Tuesday, September 22, 2015

Glappy Sherlock.

I encountered the word "glappy" for the first time this week, as well as a prime example of the Sherlockian use of it.

"Glappy," as it is defined by the Urban Dictionary and it's coiners, the sprightly lads at the Ugly Couch show podcast, is "The mixed feelings you get when you see a movie/tv show/book/game that you didn't really care for, but you are glad they made it anyway."

The first thing I thought of when I heard the term, was the recent movie Mr. Holmes.  Glappy is a feeling that is probably felt more keenly by fans of a given thing than folk in everyday life, and it was my fan love of Sherlock Holmes that made me glad to see an Ian McKellen movie about Sherlock Holmes, created with all due respect and seriousness that the Master of Detectives deserves. But I really didn't care for the film.
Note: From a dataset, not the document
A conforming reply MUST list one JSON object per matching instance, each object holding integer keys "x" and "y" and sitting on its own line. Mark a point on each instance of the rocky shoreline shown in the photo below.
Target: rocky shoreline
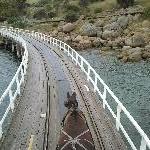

And then Chris Redmond and Rob Nunn got into a small discussion of "The Mazarin Stone" on Twitter, and how it might just be the worst Sherlock Holmes story that Conan Doyle got published. (I say "got published," as I never truly give up the thought of Watsonian authorship, even in the face of ol' walrus-moustache.)  To me, "Mazarin Stone" isn't even a bad Sherlock Holmes story . . . in my mind it's always the fake Sherlock Holmes story. Like it's a bunch a bad actors walking through a stage play of something Holmes once sort-of did.

Of course, those thoughts might just be due to its origins and my awareness thereof, but still . . . .

I don't think highly of "Mazarin Stone," but I don't hate it. I might wish it into the Apocrypha, but I'd never wish it out of existence. (Like another thing with the name "Sherlock Holmes" used a bit too freely to describe its main character.) I'm pretty much glappy that "Mazarin Stone" was written.

And, you know, that's really not a bad thing. If, at the end of my run as a blogger about things Sherlock, I think I'd settle for a "glappy" from those that bothered to read the thing now and then. It's a word that definitely shows a consideration was made.

And that, in the end, is all we can ask of people. Or hope for.

1 comment:

  1. I stand by my original statement: The Veiled Lodger is worse than Mazarin Stone.